To monitor earthquakes and alleviate earthquake-related danger, the Kabar-Aye Earthquake Observatory Center was set up in 1961, the Mandalay centre in 1966, the Sittwe center in 1984 and the Dawei center in 1985.
After a big earthquake, there can be dangerous tremors, risk of fire and damages to dams, the possibility of volcano eruptions, landslides and tsunamis. It is crucial to undertake quick and effective activities for relief and support during the disaster.
In Myanmar, drills are being conducted to make ourselves effective (in a disaster), and simulation exercise is important for ensuring an immediate emergency response, which includes creating a precise and strong system.

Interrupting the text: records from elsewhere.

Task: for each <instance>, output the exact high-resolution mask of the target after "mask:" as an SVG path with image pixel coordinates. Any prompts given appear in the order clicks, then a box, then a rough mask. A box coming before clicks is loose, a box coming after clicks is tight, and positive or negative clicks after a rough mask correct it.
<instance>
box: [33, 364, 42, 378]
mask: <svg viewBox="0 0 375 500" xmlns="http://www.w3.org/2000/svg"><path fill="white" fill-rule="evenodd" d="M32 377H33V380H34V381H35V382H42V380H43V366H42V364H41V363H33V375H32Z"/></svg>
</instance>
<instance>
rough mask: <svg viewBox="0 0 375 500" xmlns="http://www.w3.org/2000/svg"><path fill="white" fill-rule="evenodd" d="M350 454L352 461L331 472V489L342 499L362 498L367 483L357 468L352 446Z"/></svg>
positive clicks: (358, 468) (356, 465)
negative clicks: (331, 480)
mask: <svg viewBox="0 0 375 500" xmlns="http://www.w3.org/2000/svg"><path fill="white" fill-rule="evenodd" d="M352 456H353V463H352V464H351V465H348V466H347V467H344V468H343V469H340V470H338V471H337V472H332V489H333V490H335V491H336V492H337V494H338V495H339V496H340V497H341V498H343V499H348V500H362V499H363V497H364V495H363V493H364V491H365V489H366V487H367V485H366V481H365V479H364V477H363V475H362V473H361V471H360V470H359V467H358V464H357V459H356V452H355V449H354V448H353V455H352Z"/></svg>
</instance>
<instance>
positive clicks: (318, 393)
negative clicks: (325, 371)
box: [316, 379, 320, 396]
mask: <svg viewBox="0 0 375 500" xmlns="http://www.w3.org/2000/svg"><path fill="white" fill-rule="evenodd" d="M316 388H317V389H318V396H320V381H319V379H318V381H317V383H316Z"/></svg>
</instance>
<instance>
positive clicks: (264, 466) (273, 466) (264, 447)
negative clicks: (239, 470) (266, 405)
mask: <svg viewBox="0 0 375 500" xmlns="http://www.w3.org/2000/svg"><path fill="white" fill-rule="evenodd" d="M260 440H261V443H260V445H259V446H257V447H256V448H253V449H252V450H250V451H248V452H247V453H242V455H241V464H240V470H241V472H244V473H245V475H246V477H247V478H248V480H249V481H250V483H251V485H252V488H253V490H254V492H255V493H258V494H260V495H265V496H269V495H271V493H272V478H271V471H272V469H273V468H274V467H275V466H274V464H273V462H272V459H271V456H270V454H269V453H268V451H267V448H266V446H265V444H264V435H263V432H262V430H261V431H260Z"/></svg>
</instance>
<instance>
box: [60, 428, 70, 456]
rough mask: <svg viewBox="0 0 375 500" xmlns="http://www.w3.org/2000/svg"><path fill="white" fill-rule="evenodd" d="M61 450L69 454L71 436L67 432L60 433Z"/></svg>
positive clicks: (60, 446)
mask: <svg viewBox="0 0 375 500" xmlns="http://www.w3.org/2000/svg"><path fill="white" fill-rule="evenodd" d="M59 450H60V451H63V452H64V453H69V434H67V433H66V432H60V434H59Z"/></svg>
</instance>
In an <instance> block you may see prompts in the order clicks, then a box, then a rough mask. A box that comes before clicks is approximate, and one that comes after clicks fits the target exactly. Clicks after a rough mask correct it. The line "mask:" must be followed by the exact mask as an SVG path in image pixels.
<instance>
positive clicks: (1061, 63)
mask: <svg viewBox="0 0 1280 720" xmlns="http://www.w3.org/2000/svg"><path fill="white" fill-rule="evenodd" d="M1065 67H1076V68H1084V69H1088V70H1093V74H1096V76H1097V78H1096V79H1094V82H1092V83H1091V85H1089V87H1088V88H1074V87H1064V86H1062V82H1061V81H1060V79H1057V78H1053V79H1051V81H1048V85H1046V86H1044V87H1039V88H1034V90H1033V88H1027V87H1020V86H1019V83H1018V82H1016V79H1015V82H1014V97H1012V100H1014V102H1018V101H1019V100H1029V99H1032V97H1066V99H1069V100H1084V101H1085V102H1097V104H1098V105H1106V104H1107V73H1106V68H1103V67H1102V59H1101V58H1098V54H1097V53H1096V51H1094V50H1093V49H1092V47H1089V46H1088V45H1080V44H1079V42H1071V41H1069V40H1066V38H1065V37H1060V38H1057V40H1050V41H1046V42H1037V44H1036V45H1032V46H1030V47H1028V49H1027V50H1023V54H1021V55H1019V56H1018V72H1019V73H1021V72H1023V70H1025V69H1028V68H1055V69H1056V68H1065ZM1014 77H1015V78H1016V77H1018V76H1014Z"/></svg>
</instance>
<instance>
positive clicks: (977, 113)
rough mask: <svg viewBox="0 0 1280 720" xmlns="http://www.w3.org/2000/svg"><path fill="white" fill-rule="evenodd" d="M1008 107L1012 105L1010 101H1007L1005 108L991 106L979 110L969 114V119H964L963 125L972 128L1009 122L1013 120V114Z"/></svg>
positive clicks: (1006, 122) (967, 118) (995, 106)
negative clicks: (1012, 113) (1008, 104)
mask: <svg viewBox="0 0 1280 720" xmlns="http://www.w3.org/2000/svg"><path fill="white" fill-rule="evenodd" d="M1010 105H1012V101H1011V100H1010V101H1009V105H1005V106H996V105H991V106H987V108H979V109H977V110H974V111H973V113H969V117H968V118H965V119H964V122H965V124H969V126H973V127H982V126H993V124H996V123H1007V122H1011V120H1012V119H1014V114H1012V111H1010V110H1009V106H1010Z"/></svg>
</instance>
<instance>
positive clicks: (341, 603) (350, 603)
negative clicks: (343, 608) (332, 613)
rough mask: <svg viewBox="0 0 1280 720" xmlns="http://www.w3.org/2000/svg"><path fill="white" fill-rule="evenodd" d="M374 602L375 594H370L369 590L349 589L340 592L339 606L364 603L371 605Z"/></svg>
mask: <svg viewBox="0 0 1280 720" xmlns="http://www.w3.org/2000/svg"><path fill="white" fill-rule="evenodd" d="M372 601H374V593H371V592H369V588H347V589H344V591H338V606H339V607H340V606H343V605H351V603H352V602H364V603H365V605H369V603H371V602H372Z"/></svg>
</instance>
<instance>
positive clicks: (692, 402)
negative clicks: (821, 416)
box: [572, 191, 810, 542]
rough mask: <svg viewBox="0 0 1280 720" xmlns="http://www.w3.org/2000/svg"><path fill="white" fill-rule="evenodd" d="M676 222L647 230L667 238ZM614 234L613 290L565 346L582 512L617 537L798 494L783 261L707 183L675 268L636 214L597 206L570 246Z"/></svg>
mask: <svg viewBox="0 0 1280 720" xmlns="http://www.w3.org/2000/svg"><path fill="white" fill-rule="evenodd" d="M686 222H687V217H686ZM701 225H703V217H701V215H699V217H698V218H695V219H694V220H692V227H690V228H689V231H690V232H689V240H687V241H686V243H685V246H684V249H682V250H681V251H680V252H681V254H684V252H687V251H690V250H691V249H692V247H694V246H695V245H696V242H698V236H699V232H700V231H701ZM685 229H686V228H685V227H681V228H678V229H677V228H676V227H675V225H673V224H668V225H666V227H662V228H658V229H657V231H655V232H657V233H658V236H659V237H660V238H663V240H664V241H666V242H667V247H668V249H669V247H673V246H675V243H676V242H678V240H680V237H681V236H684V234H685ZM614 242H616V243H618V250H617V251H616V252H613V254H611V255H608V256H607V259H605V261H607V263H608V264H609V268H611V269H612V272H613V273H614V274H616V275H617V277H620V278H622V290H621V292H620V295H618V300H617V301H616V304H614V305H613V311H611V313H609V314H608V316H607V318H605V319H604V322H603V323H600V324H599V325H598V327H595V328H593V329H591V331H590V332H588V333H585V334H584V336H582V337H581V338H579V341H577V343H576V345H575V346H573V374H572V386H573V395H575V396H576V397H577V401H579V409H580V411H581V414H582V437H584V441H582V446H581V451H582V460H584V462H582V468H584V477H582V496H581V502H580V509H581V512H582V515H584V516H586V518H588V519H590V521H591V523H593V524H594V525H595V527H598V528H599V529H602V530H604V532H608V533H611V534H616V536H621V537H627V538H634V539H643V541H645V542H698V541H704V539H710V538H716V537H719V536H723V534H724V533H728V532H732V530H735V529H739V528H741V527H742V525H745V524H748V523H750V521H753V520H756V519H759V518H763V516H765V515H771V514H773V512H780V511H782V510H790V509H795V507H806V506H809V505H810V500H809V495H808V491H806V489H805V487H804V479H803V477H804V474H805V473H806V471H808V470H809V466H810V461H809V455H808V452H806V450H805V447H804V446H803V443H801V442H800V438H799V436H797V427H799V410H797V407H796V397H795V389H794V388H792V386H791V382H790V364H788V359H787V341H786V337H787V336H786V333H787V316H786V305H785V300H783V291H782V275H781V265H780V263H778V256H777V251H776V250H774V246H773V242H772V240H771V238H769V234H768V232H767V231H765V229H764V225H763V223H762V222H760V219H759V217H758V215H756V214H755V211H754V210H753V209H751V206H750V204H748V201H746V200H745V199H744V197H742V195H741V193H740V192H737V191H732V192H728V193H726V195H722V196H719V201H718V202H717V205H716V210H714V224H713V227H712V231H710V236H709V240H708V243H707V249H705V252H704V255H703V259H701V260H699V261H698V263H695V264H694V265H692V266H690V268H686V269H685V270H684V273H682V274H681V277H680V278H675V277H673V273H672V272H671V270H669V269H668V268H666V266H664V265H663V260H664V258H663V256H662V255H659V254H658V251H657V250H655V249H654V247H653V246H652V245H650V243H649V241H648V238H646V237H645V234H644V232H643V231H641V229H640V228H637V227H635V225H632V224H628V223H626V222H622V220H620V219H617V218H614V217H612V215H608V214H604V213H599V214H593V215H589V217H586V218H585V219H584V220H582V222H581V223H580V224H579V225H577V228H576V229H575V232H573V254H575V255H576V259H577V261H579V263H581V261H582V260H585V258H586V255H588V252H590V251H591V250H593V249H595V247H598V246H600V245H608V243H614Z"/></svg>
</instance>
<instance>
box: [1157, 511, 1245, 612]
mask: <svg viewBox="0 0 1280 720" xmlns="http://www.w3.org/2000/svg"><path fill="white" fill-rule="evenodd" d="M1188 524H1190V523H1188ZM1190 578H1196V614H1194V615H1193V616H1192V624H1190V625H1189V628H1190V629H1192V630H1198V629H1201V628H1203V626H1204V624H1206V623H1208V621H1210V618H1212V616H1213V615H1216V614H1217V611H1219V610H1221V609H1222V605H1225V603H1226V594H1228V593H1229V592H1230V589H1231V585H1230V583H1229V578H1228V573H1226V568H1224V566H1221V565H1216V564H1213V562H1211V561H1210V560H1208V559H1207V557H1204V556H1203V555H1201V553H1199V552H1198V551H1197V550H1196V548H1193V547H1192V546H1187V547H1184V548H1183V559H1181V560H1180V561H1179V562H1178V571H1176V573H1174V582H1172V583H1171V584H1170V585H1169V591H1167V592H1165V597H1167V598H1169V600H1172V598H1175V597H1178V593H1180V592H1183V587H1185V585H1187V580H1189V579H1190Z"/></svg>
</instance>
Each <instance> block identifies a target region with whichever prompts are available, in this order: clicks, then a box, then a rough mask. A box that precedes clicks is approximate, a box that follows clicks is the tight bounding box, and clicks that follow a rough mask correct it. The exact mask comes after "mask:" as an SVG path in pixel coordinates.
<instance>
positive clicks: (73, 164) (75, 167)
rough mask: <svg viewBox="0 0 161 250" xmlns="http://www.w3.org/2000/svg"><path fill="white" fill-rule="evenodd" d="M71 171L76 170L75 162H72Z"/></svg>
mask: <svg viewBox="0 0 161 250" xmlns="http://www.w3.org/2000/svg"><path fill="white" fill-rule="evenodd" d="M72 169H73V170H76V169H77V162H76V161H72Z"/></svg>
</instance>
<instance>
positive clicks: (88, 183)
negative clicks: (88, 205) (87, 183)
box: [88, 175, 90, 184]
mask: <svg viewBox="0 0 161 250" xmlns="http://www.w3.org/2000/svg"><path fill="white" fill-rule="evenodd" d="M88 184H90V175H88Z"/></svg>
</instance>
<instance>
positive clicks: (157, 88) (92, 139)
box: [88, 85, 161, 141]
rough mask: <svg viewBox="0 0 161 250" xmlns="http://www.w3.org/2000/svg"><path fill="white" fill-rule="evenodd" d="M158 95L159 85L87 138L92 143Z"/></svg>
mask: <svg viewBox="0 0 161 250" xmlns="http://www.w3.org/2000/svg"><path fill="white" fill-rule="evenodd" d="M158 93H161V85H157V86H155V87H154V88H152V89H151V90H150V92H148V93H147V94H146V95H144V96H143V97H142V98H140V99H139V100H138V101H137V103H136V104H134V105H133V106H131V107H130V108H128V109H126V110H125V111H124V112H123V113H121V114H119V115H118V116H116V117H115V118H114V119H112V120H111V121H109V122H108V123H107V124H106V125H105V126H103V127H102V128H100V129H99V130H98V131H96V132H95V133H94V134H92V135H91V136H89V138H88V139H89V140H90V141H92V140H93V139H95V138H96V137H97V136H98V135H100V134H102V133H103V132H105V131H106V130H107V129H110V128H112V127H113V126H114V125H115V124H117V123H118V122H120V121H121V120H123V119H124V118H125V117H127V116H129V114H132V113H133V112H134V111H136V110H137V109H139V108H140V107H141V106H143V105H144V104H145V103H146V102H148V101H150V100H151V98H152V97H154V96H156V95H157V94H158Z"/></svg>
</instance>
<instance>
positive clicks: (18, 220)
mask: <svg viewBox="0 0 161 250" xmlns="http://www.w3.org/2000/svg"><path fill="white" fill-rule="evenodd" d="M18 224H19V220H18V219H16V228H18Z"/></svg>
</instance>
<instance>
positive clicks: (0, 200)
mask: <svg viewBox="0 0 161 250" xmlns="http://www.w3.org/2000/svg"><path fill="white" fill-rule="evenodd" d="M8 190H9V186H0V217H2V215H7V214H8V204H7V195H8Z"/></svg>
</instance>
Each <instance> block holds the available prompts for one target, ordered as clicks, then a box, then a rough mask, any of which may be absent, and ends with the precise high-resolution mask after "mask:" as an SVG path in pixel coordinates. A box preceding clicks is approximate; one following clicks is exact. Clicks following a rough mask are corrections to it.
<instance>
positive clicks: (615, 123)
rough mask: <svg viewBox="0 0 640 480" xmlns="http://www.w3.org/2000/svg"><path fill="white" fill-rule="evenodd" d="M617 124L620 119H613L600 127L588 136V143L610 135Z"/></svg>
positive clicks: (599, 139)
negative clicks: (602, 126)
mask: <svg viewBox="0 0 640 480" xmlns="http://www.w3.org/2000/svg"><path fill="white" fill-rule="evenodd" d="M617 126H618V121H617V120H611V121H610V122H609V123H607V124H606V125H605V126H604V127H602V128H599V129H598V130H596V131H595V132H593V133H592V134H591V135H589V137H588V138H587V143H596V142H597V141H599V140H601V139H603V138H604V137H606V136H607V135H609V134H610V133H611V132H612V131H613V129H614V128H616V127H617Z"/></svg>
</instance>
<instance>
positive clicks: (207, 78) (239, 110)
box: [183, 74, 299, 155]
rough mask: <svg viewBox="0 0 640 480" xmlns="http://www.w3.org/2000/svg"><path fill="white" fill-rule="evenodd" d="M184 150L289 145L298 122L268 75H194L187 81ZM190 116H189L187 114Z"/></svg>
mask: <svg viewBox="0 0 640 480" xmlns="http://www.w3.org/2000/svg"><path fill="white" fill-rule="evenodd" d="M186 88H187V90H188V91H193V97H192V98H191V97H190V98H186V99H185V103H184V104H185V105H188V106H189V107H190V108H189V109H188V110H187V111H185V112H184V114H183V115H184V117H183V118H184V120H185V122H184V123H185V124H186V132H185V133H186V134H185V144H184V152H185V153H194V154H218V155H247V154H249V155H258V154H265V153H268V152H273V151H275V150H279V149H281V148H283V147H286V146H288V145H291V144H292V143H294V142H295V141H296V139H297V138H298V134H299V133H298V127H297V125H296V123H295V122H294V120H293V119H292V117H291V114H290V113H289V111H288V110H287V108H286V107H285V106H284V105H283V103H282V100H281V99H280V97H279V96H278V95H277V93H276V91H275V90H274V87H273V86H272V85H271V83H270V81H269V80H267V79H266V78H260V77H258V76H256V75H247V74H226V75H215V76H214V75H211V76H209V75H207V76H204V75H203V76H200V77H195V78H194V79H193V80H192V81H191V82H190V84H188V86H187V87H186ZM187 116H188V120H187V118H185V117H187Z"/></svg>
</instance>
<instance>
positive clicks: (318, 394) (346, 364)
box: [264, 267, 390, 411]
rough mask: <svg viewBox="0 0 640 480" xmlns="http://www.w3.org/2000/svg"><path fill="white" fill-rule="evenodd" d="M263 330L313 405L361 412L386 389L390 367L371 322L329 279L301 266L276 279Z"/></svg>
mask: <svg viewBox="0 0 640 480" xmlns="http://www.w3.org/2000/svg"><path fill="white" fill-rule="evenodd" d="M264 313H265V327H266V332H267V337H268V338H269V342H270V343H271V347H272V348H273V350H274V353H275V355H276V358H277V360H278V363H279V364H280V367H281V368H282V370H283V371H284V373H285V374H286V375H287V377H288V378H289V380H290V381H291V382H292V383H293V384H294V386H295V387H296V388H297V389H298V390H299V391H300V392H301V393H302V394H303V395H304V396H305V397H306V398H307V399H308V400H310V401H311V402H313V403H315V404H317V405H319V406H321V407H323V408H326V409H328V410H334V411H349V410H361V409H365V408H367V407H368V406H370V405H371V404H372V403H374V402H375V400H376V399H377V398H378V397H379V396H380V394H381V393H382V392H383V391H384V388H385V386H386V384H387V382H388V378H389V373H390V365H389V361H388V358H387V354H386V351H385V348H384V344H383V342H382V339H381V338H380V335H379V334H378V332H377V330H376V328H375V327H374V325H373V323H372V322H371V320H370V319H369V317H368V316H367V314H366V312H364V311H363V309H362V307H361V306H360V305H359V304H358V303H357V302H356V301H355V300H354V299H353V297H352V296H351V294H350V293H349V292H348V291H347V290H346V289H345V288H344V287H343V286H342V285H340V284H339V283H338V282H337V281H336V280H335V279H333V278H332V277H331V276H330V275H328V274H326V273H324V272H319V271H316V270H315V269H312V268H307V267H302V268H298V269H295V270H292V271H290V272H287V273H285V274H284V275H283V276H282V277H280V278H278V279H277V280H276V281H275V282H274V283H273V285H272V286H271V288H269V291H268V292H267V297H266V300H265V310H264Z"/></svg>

The move is aimed at developing a culture of safety and preparedness to help prevent natural hazards from turning into disasters.
Meanwhile, we should step up efforts for disseminating knowledge on earthquake hazards among the people.
Media play a vital role in executing this plan, such as through television series, stories and episodes.
All these processes are related to protecting human life and property, and if the country suffered a disaster, effective connections and organisation would play a vital role.
We would like to urge governmental agencies concerned, experts and people to be aware of the situation and to make arrangements for an immediate response to disasters within seven days to save lives.
It means, we must step up our efforts and plan well and invest public resources wisely with reducing disaster risk as a goal and promote a culture of safety.
Disasters as an enemy are becoming more enigmatic and formidable.
The situation calls for a multi-hazard approach for early warning system anchored on close coordination among hazard warning agencies.
Disaster risk reduction and preparedness should be a way of life.